Chegar cedo, buscar o kit junto à tenda da Wommer Running, comer as frutas que havia levado para o pré-prova e, claro, rever muitos amigos. Esse último elemento, AMIGOS, é mais da metade daquilo que define a minha ida ou não para uma prova: eu vou pelos encontros, que dão um tempero extra ao desafio e deixam tudo com um sabor especial de Vida. Até iniciar a aventura, o que vale é pensar na estratégia, bater-papo com quem manja do trajeto e se divertir para relaxar.
Contagem regressiva, corneta vibrando e muita gente apertando o start no GPS. Começada a corrida, a tarefa inicial é acalmar o coração e preparar a mente: lá vem a subida!, quando será que termina? Elevação aumentando e inclinação apertando. Muita (muita mesmo!) gente caminhando com menos de 1km de prova e o diálogo mental começa: adiante! Vem comigo, coração!. Conversei tanto com o coração que as panturrilhas precisaram me lembrar que também compunham meu corpo. A dor começou e o diálogo modificara: Até a curva! Não... Um pouco mais que ainda dá! É impressionante a conexão consigo mesmo que a corrida proporciona, principalmente quando se está com 2km de prova, puro aclive e se tem mais 3km de barganha psicológica entre mente e corpo para liquidar uma subida, afora os outros 11km a serem percorridos para a linha de chegada.

Subida Morro Ferrabraz - Sapiranga-RS (Foto: Síntia Ferreira)
Após essa vista incrível e a sensação literal de ter morrido e estar correndo nos céus, entramos numa trilha de mata muito fechada, solo encharcado, troncos atirados pelo trecho e 1,5km de descida nessas condições. Lindo, mas não para quem já estava esgotado! Pedras soltas me fizeram sentir uma entorse no tornozelo esquerdo e uma travada brusca para não atropelar uma atleta me fez jurar de pés juntos que havia estourado o joelho esquerdo. A inclinação da descida somada às condições do terreno não permitiam qualquer mínima segurança completa e dificultavam as tentativas de frear. Saindo da trilha, escuto um atleta falar para um membro da organização da prova: “Lá na trilha um cara de rosa ferrou o joelho.

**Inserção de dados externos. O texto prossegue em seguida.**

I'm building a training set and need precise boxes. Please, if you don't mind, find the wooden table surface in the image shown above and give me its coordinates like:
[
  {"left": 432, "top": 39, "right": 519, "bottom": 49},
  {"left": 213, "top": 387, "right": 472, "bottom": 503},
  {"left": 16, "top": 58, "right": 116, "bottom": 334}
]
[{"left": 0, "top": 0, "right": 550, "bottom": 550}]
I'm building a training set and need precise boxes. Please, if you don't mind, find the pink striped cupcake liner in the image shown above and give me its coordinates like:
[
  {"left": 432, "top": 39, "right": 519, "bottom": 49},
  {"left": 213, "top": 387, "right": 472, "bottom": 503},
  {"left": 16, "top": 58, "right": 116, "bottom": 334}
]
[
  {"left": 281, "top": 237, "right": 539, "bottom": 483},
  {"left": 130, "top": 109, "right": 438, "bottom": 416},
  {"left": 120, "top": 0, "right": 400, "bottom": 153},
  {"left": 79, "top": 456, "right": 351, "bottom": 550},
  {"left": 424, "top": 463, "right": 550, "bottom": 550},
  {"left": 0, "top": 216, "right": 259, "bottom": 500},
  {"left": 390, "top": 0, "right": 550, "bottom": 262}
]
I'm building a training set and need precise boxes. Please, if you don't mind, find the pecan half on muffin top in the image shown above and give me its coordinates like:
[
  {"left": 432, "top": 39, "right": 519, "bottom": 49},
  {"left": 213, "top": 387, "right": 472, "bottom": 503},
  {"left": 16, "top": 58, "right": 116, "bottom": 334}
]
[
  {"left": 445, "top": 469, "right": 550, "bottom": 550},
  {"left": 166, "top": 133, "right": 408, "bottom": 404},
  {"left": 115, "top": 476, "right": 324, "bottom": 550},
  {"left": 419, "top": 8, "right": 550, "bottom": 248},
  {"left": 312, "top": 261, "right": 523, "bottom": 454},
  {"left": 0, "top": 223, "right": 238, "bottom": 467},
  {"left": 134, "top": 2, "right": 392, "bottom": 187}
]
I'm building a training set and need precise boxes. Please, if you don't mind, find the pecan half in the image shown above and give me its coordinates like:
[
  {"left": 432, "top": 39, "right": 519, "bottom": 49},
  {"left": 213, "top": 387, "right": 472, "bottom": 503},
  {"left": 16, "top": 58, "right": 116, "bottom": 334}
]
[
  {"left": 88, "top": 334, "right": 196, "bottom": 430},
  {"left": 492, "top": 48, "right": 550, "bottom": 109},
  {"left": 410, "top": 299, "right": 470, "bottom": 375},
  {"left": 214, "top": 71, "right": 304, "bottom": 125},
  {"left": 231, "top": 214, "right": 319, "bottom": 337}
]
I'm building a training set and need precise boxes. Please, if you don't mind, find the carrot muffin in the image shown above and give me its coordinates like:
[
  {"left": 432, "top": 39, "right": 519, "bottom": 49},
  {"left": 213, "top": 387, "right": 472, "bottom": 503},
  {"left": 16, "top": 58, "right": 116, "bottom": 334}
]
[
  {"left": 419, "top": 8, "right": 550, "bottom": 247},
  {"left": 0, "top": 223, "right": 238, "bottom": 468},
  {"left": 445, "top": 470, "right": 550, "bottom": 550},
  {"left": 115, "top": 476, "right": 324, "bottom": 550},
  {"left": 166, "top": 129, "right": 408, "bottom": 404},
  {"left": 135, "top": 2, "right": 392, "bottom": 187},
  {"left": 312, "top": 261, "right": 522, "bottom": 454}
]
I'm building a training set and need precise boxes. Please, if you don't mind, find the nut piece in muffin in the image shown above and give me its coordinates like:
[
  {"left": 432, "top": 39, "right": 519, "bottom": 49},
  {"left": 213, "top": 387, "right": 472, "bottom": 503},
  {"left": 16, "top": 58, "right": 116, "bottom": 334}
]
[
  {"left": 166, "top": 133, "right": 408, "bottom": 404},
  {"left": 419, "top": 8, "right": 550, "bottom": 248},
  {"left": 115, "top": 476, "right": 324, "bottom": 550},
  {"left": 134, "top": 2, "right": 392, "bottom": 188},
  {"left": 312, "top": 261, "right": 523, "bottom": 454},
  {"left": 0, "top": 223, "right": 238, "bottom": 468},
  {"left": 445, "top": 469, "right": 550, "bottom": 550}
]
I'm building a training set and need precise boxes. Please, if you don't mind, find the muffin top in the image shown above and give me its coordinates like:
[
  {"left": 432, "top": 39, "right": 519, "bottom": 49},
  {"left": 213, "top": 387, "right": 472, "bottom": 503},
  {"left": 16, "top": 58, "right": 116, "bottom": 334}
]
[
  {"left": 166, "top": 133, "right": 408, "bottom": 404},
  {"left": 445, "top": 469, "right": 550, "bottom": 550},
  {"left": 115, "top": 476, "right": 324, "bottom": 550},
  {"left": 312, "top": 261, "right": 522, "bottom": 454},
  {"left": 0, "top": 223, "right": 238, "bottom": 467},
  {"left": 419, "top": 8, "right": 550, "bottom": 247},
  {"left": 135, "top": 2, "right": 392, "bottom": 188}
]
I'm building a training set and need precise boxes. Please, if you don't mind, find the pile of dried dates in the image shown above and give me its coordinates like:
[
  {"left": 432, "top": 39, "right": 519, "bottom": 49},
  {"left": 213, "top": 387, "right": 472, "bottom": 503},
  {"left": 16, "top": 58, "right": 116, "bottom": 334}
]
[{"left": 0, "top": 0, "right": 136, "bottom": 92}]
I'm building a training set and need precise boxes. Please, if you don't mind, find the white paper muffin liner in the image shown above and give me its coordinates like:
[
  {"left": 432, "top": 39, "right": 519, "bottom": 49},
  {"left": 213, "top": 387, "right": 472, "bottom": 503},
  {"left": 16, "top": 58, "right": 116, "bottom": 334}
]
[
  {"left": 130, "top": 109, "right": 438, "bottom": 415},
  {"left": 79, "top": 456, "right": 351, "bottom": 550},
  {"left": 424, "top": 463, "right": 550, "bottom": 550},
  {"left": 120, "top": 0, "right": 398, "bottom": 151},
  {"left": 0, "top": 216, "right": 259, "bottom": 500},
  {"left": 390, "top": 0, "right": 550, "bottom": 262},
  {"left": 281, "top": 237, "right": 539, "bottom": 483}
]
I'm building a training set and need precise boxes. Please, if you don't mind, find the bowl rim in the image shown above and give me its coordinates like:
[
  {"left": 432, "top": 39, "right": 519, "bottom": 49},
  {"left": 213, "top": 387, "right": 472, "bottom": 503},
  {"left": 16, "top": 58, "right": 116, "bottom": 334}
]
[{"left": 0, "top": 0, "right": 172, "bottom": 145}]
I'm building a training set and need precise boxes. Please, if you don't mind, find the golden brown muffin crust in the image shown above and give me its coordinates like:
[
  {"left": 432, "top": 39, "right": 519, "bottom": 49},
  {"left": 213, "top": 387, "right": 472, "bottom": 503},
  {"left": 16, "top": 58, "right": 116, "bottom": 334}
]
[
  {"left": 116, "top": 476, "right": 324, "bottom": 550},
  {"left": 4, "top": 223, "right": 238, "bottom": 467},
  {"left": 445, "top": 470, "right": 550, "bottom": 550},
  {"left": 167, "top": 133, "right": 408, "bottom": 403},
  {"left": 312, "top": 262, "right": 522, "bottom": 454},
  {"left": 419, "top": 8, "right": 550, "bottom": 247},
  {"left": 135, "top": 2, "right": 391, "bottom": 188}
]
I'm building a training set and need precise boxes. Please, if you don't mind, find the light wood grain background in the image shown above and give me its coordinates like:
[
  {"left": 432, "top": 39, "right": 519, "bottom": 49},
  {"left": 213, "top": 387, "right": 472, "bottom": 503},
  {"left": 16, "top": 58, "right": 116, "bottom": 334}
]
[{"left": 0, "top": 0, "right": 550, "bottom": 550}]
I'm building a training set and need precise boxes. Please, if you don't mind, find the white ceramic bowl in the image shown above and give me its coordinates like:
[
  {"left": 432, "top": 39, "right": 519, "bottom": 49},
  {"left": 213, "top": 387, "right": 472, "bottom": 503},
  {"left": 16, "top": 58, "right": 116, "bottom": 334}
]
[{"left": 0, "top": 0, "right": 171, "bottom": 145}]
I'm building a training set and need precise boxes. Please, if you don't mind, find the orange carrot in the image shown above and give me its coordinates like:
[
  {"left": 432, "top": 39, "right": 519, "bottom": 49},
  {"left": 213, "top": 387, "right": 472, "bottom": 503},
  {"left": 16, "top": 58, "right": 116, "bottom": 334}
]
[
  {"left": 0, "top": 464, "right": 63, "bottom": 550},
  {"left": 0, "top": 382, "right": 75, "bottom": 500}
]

Tens que ir ver!” ao que respondo, com minha camisa Rosa: “Era eu. Obrigado pelo aviso, mas não precisa mais... Vambóra!”.
Nove quilômetros e meio ainda nos aguardavam. Descidas insanas, fortes demais. Pulmão retomando o fôlego e o pace dando sinais de que a corrida estava efetivamente começando, muito embora o corpo anunciasse que uma meia-maratona já havia sido cumprida com sucesso. Ora uma neblina baixa quase impedia que a visão fosse efetiva além de 6 ou 7 metros à frente do nariz, ora o sol castigava ainda mais o corpo já calejado. Uma ou outra subidinha ainda se arriscava a nos desafiar, mas seguíamos fortes. Depois de ser torturado, a gente fica mais forte: talvez não fisicamente, mas a mente fortalecida nos carrega adiante. E isso tudo tem a ver com o que pretendo com esse texto.
Comecei falando que todo atleta conhece e imagina previamente os riscos a que será submetido. O que não conhecemos é o sabor da superação de cada desafio a cada momento. Isso responde as questões que recebo no dia-a-dia, feitas sempre por quem desconhece as delícias de correr: submetemo-nos às mais insanas aventuras pela extrema curiosidade de descobrir o que a dimensão imprevisível da vida guarda para nós; pelo prazer insano de descobrir o sabor especial de cada vitória pessoal; e pela incrível capacidade que descobrimos ter de morrer numa prova e renascer sempre mais forte depois dela.